Таково заключение статьи. Раньше (стр. 17) Свенцицкий, подчеркивая, выразил очень верную мысль: "Никакое христианское государство немыслимо". Он думает, что если бы весь мир сделался "христианским", то не было бы вовсе государства и была бы одна Церковь. Пока же – Церковь должна бороться с "внешними" насильственными мерами. Да, уж тут не до того, чтобы всякий фабрикант, как и рабочий, оставались мирно тем, что они есть, исподволь пропитывая свою жизнь христианским духом! Не до ожидания близкого пришествия добрых, сознательных священников! Напротив, Свенцицкий называет "церковное либеральничанье" – "полуистиной" и сурово его осуждает.

Хорошо, так что же все-таки делать и как мыслить христианину? По Булгакову или по Свенцицкому? Они оба претендуют на христианское мировоззренье. Мало того, они оба почему-то, считают, что они в одной и той же христианской Церкви, и даже именно православной. Какое же миропонимание у Церкви? Булгакова или Свенцицкого? С кем же она? Или где она? Впрочем, к Церкви мы вернемся, а пока взглянем добросовестно внутрь сборника, нет ли все-таки у Булгакова единомышленника; нет ли хоть двух, если не трех, с одинаковым "миропониманием".

Вот методист Эри. Это очень умный человек; не писатель; несомненно, тоже верующий. Он скромно озаглавил свою статью "О приходе" – но пишет явно о христианской общине как обособленной единице, подробно развивает экономическое положение, требуя все время "общения имуществ" – земли, орудий производств и т. д. Он опирается всей тяжестью со многими ссылками и текстами на первые века христианства, на первые общины апостольские. Со 132 страницы перевернем листы до 314. Булгаков пишет: "Мы отрицаем в самой идее церковно-хозяйственные общины, которых мы не знаем и в первые века христианства, и так учит об этом и ап. Павел, требовавший, чтобы каждый оставался в том звании, в котором призван (1 Кор, VII. 2), рабов оставлявший по-прежнему рабами, а господ господами"… и т. д. Выписывать далее не стоит, далее идет уже столько же против Эрна, как и против Свенцицкого с его насильственной борьбой.

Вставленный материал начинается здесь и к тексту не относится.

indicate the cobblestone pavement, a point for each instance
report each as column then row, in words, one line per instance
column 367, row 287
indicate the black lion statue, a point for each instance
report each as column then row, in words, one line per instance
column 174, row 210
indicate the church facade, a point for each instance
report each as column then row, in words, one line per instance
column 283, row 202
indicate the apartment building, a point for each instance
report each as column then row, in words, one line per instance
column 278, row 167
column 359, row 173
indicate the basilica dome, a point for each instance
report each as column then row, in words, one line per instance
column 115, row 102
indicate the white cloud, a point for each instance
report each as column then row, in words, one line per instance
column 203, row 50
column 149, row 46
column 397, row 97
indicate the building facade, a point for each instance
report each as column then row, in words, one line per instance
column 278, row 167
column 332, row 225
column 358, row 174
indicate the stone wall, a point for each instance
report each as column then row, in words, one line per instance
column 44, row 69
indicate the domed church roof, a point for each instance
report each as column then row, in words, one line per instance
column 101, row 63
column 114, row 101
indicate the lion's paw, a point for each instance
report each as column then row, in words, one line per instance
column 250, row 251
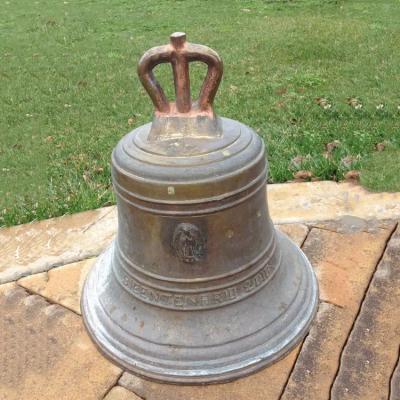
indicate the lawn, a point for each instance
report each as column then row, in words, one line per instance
column 69, row 89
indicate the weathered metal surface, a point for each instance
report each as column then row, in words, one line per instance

Но у Эрна есть в сборнике и еще противник. Еще один верующий христианин, еще один из "объединенных тем же мировоззрением". Это Волжский. О, не методист Эрн, не мягкий христианин Булгаков, и не Саванаролла-Свенцицкий – это пламенный и слабый мистик, мятущийся и беспомощный, любящий и отвергающий, жаждущий и сомневающийся, спасенный и погибающий. Литературу, слова, как плоть ее, – с трогательной горечью рвется к ней. Если сказать, что он не верит во Христа, что он не "христианин" в этом смысле, – то кто ж верит? В то время, как Свенцицкий зовет верующих к насилию над неверующими, Булгаков, как тактику, прописывает "пропитывание" и как идеал рисует себе храмы и "внешние дворы", Эрн обсуждает устройство общий, отрицаемых в принципе Булгаковым, и неизменно подкрепляет свои доводы ссылками на первые века: "И так было в Церкви Апостольской, но так должно быть и в Возрожденной Церкви" (стр. 124), "Так и было в Церкви Апостольской" (стр. 134), – пока все это происходит, – Волжский с надеждой отчаяния протягивает руки к Соловьевскому и даже, может быть, за-Соловьев-скому идеалу "религиозного целого свободной теократии" и тут же, не заметив, опрокидывает Эрна со всеми его опорами… "Христианское действование, – говорит Волжский, – не может быть возвращением к опыту первых христиан; религиозный опыт – в истории, а история не возвращается. Религиозно-христианское делание, "христианская политика" не может быть повторением дела первых христиан еще и потому, что оно уже сделано, новое должно претворить его в себя вместе с претворением вековой культуры и осложнено живым предвкушением, только еще чаемого, обетованного…" Кончает Волжский "трагизмом противоречий" и говорит, что трагизм, "внутренно принятый" – "глубочайший трагизм христианства в жизни – трагизм аскетизма по преимуществу". "Только здесь, только в аскетическом трагизме возможен подъем" над правдой жизни к совершенству правды Христовой.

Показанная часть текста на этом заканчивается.